AddressBook field

An AddressBook field allows a user to perform a search in LDAP directory.

Address Book field is designed especially for making queries to LDAP Server from the device.

Search root — Specify the directory node in the LDAP hierarchy where the search starts.

Available syntaxes:

  • LDAP://<server>:<port>/<Hierarchy Path>
  • LDAP://<server>/<Hierarchy Path>
  • LDAP://<Hierarchy Path>  

Here are some examples:

  • LDAP://mydc.mydomain.com/DC=mydc,DC=mydomain,DC=com
  • LDAP://RootDSE
  • LDAP://10.10.11.100:50000/OU=somecontainer,O=mydirectory
  • LDAP://CN=Users,DC=mydc,DC=mydomain,DC=com

Default port is 389 (636 when using SSL).

Authentication (Type)

  • Windows — This option indicates to use the Windows Security Support Provider Interface (SSPI) authentication system when binding to the directory. This binding uses the current Windows security context for authentication.
  • Simple — Used when an LDAP simple bind is desired. An LDAP simple bind is the only binding mechanism defined in the actual LDAP version 3 specification, so it has excellent compatibility across LDAP server vendors. Unfortunately, it relies on a plain text exchange of credentials, as a result it is completely insecure by itself.
  • Anonymous — This option tells the server not to perform authentication before attempting searches. As such, the state of the LDAP connection will not be authenticated. This flag is not typically used with Active Directory, as unauthenticated users can do very little in the directory. In fact, Windows Server 2003 Active Directory does not allow anonymous operations by default. This flag is generally used with non-Microsoft directories that allow completely anonymous access.
  • SSL — Specifies that the SSL/ TLS protocol will be used to encrypt the network traffic with the directory server, including the Bind request. When specifying this option, an SSL certificate must be installed and available in Active Directory or LDAP server. Under the covers, server will change the TCP port (if it is not already specified) from the default port 389 to port 636, and SSL will be used to secure the communication. SSL is often supported by third-party LDAP directories and should be the preferred method of protecting credentials when communicating with directories other than Active Directory.

Scope

  • OneLevel — Searches the immediate child objects of the base object, excluding the base object.
  • Subtree — Searches the entire subtree, including the base object and all its child objects.

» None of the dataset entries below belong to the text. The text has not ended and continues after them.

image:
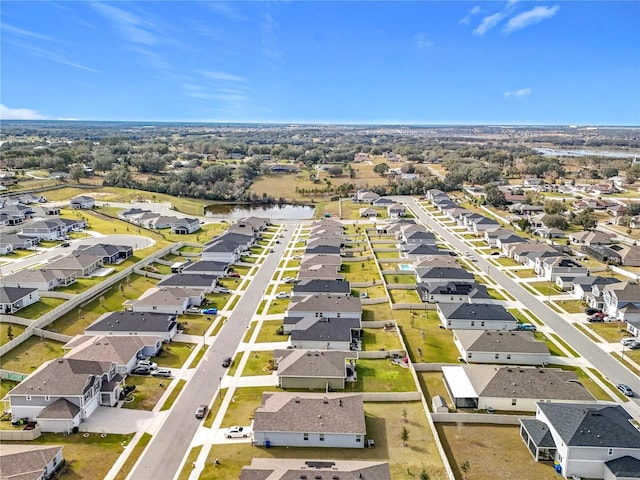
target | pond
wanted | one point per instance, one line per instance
(276, 212)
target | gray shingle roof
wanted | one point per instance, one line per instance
(475, 311)
(319, 285)
(13, 294)
(498, 342)
(312, 363)
(592, 425)
(311, 413)
(133, 322)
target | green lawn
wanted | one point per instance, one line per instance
(36, 310)
(6, 328)
(376, 339)
(426, 341)
(269, 332)
(259, 363)
(404, 296)
(381, 375)
(171, 399)
(174, 354)
(30, 354)
(245, 401)
(74, 322)
(86, 457)
(148, 391)
(571, 306)
(133, 457)
(545, 288)
(384, 422)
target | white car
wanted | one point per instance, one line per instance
(236, 432)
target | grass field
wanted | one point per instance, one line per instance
(74, 322)
(148, 391)
(30, 354)
(4, 332)
(384, 422)
(381, 375)
(36, 310)
(86, 457)
(259, 363)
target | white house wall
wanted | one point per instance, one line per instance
(286, 439)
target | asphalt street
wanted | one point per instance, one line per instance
(162, 458)
(607, 365)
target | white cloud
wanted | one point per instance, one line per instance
(488, 23)
(7, 113)
(422, 41)
(133, 28)
(530, 17)
(224, 76)
(523, 92)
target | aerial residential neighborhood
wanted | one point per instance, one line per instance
(377, 335)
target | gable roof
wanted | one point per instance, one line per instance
(591, 425)
(498, 342)
(312, 363)
(319, 285)
(331, 303)
(311, 413)
(475, 311)
(13, 294)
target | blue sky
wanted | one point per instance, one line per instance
(417, 62)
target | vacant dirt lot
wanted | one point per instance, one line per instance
(494, 452)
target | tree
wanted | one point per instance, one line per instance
(494, 196)
(555, 207)
(404, 436)
(555, 221)
(76, 172)
(381, 168)
(465, 466)
(586, 219)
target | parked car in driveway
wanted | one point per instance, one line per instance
(201, 411)
(237, 432)
(626, 389)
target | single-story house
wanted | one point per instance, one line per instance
(475, 316)
(584, 440)
(514, 348)
(13, 299)
(315, 369)
(126, 323)
(169, 300)
(310, 420)
(511, 388)
(80, 264)
(288, 468)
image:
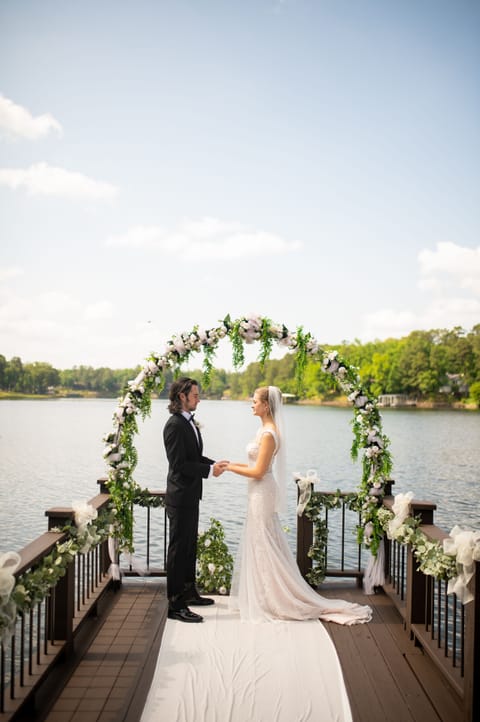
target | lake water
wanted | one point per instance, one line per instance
(51, 455)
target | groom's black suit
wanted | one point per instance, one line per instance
(186, 468)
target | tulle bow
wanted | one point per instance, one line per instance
(305, 485)
(465, 545)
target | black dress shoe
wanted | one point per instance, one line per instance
(184, 615)
(198, 601)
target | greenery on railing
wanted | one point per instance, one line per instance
(315, 510)
(215, 563)
(18, 595)
(431, 557)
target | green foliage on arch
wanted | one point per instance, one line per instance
(368, 438)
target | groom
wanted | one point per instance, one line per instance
(186, 468)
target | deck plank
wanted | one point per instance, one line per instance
(388, 679)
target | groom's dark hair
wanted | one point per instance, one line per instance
(180, 386)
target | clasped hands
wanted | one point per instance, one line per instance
(219, 467)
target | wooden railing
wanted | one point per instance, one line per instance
(446, 630)
(52, 634)
(35, 659)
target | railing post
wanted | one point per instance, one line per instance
(61, 619)
(472, 651)
(416, 581)
(304, 542)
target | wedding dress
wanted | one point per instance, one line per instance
(267, 584)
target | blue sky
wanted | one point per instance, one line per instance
(163, 164)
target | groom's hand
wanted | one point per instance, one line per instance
(219, 467)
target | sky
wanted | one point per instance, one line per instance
(166, 163)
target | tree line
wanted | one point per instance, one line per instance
(425, 365)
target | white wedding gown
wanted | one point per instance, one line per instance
(232, 668)
(267, 584)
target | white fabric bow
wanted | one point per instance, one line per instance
(9, 563)
(84, 514)
(305, 485)
(465, 545)
(401, 509)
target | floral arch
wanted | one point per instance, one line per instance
(120, 453)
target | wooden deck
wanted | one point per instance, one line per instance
(387, 677)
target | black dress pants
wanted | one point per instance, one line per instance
(182, 551)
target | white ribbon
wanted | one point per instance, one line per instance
(9, 563)
(305, 486)
(84, 514)
(401, 509)
(465, 545)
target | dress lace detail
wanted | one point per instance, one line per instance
(267, 584)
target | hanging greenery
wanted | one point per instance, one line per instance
(120, 453)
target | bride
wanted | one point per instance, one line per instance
(267, 584)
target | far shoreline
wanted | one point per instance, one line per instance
(339, 402)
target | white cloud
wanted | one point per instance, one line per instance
(10, 272)
(99, 311)
(205, 238)
(17, 122)
(451, 265)
(450, 276)
(44, 179)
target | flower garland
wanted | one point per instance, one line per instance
(431, 556)
(313, 505)
(120, 453)
(19, 595)
(215, 563)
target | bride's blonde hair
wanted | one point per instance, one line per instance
(262, 391)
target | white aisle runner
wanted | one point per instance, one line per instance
(225, 670)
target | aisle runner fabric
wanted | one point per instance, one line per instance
(225, 670)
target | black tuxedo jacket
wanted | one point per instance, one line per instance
(186, 464)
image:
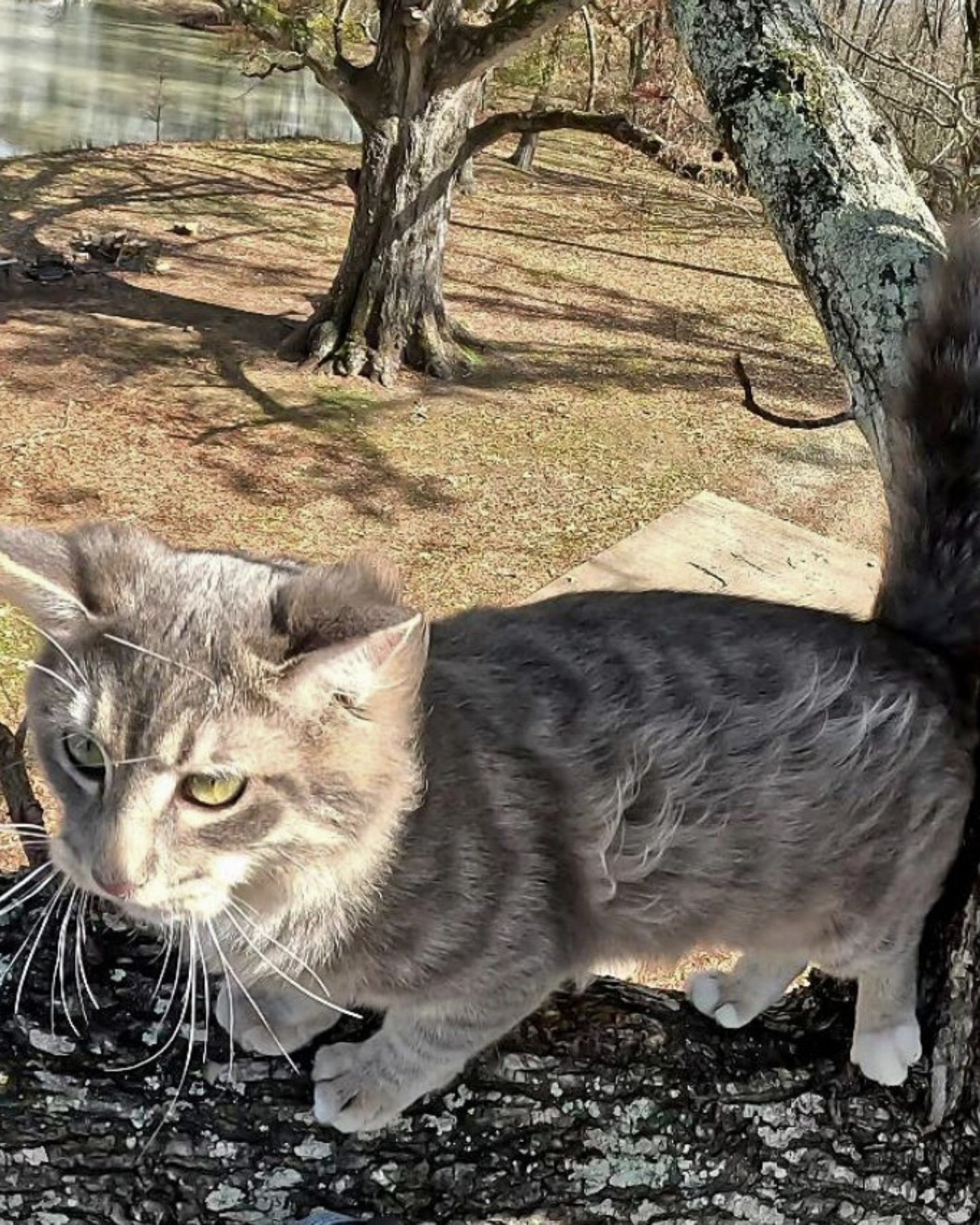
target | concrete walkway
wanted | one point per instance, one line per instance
(712, 544)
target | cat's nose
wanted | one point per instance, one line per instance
(122, 889)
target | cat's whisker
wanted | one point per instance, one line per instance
(41, 929)
(56, 646)
(168, 947)
(81, 936)
(61, 964)
(223, 961)
(6, 906)
(176, 1032)
(261, 1016)
(324, 1000)
(191, 1038)
(55, 676)
(163, 659)
(206, 992)
(78, 957)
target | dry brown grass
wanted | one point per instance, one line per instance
(612, 295)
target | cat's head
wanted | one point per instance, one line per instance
(214, 727)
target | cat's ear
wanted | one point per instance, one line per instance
(385, 661)
(37, 576)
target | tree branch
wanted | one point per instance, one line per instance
(473, 50)
(789, 423)
(295, 38)
(593, 58)
(618, 127)
(18, 794)
(612, 1107)
(830, 176)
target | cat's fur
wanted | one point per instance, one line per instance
(445, 825)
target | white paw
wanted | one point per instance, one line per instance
(886, 1055)
(358, 1088)
(704, 990)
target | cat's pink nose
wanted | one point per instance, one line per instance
(114, 888)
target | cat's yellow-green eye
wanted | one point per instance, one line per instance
(214, 790)
(85, 753)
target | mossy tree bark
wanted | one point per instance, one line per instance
(830, 176)
(620, 1105)
(414, 103)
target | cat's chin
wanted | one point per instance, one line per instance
(167, 913)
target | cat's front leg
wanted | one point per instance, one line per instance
(272, 1017)
(361, 1087)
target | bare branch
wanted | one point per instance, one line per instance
(619, 127)
(22, 805)
(263, 64)
(473, 50)
(593, 59)
(789, 423)
(338, 26)
(301, 47)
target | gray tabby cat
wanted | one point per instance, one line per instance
(446, 822)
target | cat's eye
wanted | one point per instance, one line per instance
(214, 790)
(85, 753)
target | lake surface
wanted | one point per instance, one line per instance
(97, 73)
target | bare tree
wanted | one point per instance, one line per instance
(920, 63)
(621, 1105)
(414, 102)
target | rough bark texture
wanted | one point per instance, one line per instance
(386, 301)
(414, 103)
(828, 173)
(618, 1105)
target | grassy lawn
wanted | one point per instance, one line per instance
(612, 297)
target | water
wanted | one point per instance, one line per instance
(97, 73)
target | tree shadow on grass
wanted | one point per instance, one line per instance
(212, 349)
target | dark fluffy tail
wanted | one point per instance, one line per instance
(931, 585)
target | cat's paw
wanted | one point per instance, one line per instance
(361, 1090)
(886, 1055)
(270, 1023)
(707, 992)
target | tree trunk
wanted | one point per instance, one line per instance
(527, 147)
(859, 238)
(830, 176)
(620, 1105)
(386, 304)
(551, 58)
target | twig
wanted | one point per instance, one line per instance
(20, 444)
(789, 423)
(15, 783)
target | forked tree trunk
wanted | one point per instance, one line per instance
(386, 304)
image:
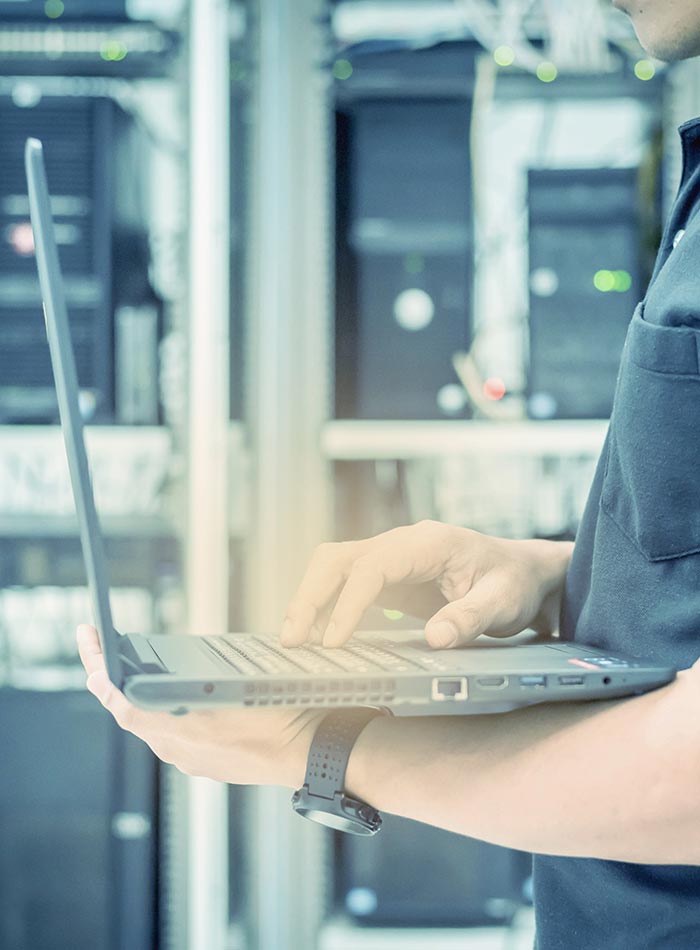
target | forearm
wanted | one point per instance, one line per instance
(614, 780)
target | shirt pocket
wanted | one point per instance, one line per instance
(651, 487)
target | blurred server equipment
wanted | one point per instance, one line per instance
(585, 278)
(78, 136)
(404, 232)
(77, 824)
(415, 875)
(48, 10)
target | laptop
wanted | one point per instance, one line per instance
(397, 671)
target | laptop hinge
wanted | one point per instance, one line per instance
(139, 656)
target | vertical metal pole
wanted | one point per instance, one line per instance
(289, 400)
(207, 522)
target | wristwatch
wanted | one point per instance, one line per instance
(322, 797)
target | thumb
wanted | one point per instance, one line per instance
(461, 621)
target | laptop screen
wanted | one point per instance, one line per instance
(63, 362)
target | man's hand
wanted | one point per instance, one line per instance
(241, 746)
(491, 585)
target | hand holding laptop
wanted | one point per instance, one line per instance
(241, 746)
(462, 582)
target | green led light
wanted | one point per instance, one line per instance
(644, 69)
(414, 263)
(504, 55)
(342, 69)
(112, 51)
(547, 72)
(604, 281)
(54, 9)
(623, 281)
(393, 614)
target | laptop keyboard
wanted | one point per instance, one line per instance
(255, 655)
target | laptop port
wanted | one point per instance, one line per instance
(533, 680)
(492, 682)
(452, 688)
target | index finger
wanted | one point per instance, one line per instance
(90, 650)
(324, 576)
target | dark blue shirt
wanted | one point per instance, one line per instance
(634, 581)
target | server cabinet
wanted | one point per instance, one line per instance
(78, 826)
(585, 278)
(404, 233)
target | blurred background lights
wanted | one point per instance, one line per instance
(112, 51)
(606, 281)
(414, 309)
(451, 399)
(54, 8)
(361, 901)
(504, 55)
(342, 69)
(644, 69)
(21, 237)
(544, 282)
(494, 388)
(547, 72)
(393, 615)
(542, 405)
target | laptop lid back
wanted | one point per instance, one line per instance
(63, 362)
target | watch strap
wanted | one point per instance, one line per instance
(330, 750)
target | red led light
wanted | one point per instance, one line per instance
(21, 237)
(494, 388)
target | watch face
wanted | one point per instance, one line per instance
(338, 822)
(343, 814)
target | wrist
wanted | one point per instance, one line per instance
(550, 563)
(286, 761)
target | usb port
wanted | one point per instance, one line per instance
(492, 682)
(450, 689)
(533, 681)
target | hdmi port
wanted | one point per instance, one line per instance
(492, 682)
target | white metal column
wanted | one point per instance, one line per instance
(289, 398)
(207, 522)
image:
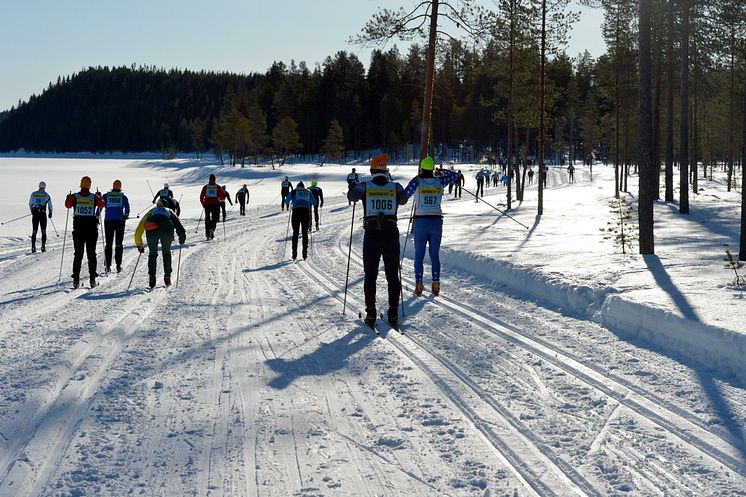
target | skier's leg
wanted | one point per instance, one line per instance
(295, 219)
(166, 240)
(390, 254)
(43, 225)
(371, 257)
(109, 231)
(436, 234)
(34, 229)
(90, 249)
(152, 238)
(305, 221)
(119, 243)
(419, 248)
(78, 248)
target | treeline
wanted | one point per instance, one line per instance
(591, 104)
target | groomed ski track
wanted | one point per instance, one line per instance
(247, 380)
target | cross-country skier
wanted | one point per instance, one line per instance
(460, 182)
(85, 228)
(285, 188)
(480, 183)
(242, 197)
(164, 192)
(352, 179)
(381, 199)
(222, 201)
(302, 200)
(159, 224)
(210, 198)
(318, 194)
(38, 203)
(117, 212)
(428, 219)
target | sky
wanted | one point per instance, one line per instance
(43, 39)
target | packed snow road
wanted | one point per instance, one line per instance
(247, 380)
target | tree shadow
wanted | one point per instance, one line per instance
(327, 358)
(727, 417)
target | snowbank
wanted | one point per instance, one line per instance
(714, 347)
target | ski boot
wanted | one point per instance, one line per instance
(393, 317)
(370, 316)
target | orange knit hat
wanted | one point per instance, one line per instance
(379, 162)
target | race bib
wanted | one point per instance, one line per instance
(430, 197)
(303, 195)
(114, 200)
(40, 199)
(380, 200)
(85, 206)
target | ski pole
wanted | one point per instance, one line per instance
(178, 266)
(134, 270)
(287, 232)
(16, 219)
(349, 253)
(401, 258)
(200, 220)
(54, 227)
(498, 210)
(64, 239)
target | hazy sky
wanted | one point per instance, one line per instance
(43, 39)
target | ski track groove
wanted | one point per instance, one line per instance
(688, 429)
(527, 476)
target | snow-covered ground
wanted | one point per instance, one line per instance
(550, 366)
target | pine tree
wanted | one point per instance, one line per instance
(333, 147)
(285, 136)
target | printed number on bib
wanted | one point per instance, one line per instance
(381, 201)
(430, 198)
(85, 207)
(303, 195)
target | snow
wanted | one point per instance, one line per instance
(551, 365)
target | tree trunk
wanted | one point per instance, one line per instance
(669, 105)
(542, 173)
(510, 111)
(657, 117)
(427, 105)
(684, 123)
(647, 171)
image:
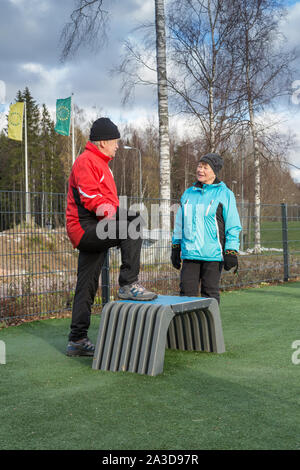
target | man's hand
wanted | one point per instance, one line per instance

Last Name Attribute — First Name Attribute, Email Attribute. LDAP Attributes which contain last name, first name and e-mail respectively.

Test lookup — Allows to check authentication options interactively

Allow to edit value on device side — If this check box is selected, a user can enter a value into the text-box, otherwise, only listed options are available for the user to select from.

Item Separator — If Allow Multiple Select is checked, Item Separator is used between the selected values to form the value of the field.

Allow Multiple Select — If checked, a user will be able to select multiple options simultaneously. The value will form from the values of the selected options separated by Item Separator.